Greg is a self-styled call center humorist. He’s also an astute critic of management practices gone bad. His latest contribution to the practice of management takes the form of a limerick. He’s entitled it prosaically “Call Center Limerick #1.” I guess that means we ought to brace ourselves for more.
With Greg’s permission, I offer you his ditty:
There once was a manager who
micromanaged all reps on his crew
For the reps it was hectic
Each breath was a metric
If you died, well, he measured that too
It does seem that managers sometimes get so busy measuring that they fail to manage. Whoever first coined that old saw, “If you can’t measure it, you can’t manage it” ought to offer a retraction. This saying has done more harm than good to management practices. It puts the cart before the horse.
Measurements—especially measures of financial performance—are lagging indicators. They measure the effectiveness of what has been done. They are descriptive; not prescriptive.
A further trouble here is that we tend to measure those things that are easiest to measure. So, managers gravitate towards measures such as employee productivity and efficiency. Once you measure them, you report them, and what gets reported becomes seen as important. If you are not careful, this creates a vicious circle of micro management. Is it any wonder that call centers have low employee morale and employee engagement problems?

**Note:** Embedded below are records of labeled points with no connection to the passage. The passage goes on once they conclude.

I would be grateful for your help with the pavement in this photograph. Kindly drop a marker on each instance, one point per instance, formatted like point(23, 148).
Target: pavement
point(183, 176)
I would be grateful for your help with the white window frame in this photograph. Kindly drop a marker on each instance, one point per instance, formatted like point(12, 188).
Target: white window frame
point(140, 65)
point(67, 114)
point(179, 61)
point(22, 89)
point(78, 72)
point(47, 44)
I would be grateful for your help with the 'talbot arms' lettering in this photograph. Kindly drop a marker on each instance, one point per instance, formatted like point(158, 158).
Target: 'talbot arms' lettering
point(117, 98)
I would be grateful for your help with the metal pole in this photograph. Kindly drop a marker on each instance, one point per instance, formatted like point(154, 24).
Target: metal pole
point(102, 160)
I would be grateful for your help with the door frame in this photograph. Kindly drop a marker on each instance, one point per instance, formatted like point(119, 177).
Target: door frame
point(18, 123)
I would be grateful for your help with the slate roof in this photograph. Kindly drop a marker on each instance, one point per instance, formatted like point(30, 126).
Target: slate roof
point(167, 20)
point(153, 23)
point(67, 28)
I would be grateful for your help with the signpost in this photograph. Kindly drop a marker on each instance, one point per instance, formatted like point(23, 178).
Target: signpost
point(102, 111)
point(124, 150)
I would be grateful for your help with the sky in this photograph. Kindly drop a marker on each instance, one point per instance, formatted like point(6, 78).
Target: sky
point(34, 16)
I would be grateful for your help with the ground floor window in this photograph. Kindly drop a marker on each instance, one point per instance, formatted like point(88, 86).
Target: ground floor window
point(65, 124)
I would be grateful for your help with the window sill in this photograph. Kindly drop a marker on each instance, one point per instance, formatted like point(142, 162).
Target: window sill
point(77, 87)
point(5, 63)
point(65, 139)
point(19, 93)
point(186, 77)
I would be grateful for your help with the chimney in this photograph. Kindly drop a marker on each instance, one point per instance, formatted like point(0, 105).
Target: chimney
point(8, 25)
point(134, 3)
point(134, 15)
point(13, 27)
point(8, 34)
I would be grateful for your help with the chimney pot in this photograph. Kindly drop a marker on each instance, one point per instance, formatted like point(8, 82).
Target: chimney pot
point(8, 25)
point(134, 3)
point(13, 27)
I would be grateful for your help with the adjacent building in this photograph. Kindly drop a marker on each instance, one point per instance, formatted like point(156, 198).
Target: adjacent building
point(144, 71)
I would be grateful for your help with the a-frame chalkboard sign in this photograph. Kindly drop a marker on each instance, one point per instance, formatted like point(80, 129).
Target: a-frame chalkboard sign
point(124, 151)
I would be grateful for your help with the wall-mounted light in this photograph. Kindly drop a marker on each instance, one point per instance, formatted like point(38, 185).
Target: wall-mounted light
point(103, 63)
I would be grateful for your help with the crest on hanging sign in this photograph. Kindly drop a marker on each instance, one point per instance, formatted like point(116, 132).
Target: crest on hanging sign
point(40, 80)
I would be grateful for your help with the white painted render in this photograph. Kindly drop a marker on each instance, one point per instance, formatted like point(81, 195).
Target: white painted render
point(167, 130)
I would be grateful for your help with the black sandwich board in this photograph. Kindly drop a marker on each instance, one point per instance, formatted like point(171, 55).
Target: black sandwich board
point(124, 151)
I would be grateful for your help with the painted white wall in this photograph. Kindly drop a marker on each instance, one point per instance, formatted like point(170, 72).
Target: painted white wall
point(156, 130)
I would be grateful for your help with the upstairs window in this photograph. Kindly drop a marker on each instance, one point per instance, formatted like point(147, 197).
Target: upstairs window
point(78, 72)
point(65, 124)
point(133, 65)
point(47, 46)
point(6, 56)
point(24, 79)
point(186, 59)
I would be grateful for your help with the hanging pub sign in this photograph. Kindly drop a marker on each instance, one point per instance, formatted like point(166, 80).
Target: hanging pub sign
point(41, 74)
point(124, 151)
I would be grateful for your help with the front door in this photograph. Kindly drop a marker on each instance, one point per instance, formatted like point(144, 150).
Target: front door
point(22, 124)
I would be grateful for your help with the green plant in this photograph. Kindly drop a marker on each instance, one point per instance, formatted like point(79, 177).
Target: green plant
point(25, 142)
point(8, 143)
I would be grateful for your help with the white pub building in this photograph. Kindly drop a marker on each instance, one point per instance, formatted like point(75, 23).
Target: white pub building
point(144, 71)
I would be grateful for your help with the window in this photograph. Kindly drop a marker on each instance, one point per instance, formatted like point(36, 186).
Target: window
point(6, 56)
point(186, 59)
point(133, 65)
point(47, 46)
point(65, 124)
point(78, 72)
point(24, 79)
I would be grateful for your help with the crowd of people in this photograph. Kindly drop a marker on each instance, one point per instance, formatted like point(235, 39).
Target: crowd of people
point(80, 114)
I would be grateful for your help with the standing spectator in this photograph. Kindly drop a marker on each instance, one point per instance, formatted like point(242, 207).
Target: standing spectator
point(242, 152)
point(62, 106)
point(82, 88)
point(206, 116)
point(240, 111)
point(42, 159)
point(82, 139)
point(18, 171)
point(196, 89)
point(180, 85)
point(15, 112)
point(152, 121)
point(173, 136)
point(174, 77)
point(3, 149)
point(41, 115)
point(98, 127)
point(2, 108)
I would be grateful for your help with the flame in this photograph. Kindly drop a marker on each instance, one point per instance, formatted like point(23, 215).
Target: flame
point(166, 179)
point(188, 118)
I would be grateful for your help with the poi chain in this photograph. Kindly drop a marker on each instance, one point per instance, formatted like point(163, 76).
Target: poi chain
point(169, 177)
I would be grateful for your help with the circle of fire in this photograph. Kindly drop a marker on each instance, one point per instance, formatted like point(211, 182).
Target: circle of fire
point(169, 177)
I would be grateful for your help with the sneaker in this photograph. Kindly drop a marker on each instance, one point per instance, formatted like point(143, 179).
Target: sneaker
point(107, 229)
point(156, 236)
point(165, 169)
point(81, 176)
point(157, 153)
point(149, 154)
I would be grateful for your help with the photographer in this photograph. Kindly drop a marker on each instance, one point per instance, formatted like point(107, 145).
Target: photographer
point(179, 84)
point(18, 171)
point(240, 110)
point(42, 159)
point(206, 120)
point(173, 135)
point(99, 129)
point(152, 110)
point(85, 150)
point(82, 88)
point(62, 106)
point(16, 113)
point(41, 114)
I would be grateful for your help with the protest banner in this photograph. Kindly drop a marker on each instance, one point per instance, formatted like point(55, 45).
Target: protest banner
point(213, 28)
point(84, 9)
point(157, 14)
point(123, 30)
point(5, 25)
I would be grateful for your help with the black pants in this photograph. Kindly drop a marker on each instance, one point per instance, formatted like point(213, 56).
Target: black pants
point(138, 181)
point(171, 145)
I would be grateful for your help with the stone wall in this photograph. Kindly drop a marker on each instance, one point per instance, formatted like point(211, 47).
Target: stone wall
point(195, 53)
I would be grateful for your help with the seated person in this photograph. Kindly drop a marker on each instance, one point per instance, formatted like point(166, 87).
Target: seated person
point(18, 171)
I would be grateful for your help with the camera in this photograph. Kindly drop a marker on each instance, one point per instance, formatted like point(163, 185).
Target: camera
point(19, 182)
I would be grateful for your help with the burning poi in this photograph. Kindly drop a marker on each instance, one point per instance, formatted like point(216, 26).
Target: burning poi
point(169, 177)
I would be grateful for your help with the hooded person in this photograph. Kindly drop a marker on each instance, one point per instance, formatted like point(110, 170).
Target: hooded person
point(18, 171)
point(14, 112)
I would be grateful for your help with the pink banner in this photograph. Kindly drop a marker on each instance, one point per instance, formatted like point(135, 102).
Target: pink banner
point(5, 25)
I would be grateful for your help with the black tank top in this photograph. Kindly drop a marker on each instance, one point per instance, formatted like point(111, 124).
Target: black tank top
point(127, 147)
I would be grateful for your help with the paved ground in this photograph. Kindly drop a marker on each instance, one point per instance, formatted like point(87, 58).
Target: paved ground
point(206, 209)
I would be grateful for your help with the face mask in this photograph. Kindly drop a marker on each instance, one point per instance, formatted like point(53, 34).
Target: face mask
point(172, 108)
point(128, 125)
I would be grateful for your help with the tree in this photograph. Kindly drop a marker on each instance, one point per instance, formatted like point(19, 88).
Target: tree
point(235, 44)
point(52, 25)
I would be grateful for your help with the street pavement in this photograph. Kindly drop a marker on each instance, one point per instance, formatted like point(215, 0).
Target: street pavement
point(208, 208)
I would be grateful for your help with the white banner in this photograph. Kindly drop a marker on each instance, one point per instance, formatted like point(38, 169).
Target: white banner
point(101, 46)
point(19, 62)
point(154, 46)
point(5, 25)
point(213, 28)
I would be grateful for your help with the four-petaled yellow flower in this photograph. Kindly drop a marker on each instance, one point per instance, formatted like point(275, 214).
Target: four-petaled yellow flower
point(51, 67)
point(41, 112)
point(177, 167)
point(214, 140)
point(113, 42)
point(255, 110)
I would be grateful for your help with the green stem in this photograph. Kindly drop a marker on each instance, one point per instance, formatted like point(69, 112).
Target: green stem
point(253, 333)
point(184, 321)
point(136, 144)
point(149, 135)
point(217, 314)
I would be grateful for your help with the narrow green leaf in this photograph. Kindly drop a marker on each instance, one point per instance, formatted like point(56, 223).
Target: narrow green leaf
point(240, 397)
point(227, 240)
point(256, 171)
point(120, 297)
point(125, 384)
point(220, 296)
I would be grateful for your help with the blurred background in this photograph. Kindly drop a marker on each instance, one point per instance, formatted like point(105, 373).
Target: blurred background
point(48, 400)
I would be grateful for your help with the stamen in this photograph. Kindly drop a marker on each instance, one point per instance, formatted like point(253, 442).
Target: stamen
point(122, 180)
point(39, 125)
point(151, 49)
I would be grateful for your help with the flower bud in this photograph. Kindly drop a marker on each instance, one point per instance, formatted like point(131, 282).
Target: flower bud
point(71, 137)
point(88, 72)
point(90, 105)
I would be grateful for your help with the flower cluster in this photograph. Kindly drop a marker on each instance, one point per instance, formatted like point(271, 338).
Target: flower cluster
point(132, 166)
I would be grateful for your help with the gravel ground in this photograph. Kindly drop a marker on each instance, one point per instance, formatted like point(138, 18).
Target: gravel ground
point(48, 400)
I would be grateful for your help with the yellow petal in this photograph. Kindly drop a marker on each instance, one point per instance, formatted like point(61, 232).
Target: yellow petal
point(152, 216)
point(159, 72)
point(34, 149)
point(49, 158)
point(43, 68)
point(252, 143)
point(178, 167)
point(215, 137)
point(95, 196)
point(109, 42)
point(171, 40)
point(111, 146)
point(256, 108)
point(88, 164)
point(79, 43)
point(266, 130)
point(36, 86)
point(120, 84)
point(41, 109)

Focus instead on what is important rather than on what is easy to measure. Focus on what matters, like employee engagement. Though traditionally, this has been harder to measure, the Satisfaction@Work Index® has made it possible for the last 10 years. Even this tool, though, can be abused if you put it first, not second, where it belongs. Don’t set your course by it; set your course by articulating your mission, vision and values, then assess your progress along the journey by using the Index.
As a way of saying “thanks” to Greg for getting me started on this topic, let me propose my own tribute to the call center humorist:
There once was a writer named Greg
who wrote what popped into his head
When readers genuflected
the wisdom reflected
They learned from the things that he said
Watch out: this limerick-ing can become addictive. What management wisdom can you offer by way of a limerick?